A New Way to Pay for College
About five years ago, an old idea from Milton Friedman briefly made the rounds: Instead of charging students tuition and saddling them with lots of debt, colleges should let students attend for free; then, for a specified period of time, students should owe their alma maters a percentage of their income.
This has something to offer both sides of the political debate. Students of varying economic backgrounds would have the same access to college, and no one would drown in debt; anyone who remained poor after college would owe very little. Richer students would pay their own way instead of relying on their parents. Poorer students, rather than receiving subsidies, would pay when they could later afford to. And schools would have an incentive to focus on majors that actually produce returns in the labor market.

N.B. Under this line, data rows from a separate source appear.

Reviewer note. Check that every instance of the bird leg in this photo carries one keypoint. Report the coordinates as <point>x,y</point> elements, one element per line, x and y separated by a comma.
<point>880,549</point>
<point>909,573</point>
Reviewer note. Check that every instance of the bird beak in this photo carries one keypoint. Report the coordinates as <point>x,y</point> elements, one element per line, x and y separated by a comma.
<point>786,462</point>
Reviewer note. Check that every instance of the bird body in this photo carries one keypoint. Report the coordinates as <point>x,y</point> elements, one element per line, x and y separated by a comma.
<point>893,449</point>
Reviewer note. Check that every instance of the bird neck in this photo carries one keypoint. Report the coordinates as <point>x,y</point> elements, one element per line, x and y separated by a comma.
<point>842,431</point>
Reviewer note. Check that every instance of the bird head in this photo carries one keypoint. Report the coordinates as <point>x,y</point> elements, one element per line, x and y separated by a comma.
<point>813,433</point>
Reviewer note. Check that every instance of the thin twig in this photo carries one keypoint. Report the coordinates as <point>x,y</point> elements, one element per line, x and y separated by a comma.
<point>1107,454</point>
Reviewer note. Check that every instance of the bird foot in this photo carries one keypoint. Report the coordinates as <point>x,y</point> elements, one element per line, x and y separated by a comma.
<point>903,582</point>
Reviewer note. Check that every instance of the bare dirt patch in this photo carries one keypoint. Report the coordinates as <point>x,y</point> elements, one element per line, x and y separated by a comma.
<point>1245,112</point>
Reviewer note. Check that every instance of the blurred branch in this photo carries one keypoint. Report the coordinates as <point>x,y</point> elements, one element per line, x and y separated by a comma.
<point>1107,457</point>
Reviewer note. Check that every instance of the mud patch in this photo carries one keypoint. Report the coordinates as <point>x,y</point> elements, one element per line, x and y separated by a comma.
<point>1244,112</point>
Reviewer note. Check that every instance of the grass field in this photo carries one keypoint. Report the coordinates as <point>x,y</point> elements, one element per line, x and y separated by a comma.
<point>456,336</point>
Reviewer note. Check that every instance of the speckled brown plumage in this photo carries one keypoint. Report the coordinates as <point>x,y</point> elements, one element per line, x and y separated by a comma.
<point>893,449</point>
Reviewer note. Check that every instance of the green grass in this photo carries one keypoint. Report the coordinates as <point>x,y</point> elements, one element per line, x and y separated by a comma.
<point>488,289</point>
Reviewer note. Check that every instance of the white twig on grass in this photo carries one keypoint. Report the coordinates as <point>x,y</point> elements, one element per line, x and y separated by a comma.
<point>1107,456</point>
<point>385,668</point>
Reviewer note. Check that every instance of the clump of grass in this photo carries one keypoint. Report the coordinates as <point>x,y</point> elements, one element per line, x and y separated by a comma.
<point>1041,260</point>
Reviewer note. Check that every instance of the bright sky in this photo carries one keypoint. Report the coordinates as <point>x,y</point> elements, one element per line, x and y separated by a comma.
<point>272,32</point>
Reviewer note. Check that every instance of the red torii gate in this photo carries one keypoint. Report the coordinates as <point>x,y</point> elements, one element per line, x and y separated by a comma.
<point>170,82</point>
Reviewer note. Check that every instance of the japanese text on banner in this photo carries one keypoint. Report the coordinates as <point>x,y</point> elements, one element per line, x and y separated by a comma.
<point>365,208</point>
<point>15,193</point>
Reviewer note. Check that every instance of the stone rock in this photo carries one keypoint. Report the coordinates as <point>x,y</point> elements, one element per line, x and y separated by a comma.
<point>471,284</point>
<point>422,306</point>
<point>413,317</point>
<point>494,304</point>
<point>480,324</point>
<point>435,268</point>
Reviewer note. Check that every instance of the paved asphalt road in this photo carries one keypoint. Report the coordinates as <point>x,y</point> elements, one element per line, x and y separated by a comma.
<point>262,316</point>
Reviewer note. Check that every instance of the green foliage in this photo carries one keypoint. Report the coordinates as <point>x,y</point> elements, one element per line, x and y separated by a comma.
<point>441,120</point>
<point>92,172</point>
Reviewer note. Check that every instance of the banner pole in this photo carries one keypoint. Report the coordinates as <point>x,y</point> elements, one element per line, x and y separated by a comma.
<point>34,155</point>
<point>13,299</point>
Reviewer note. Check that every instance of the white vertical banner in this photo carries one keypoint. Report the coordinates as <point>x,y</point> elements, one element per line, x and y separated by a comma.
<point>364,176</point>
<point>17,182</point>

This arrangement has been almost unheard of in the U.S. -- but that might be changing. Reports The New York Times:
This week, the Oregon Legislature approved a plan that could allow students to attend state colleges without paying tuition or taking out traditional loans. Instead, they would commit a small percentage of their future incomes to repaying the state; those who earn very little would pay very little.
The proposal faces a series of procedural and practical hurdles and will not go into effect for at least a few years, but it could point to a new direction in the long-running debate over how to cope with the rising cost of higher education. While the approach has been used in Australia, national education groups say they do not know of any university in the United States trying it.
An interesting development, to say the least.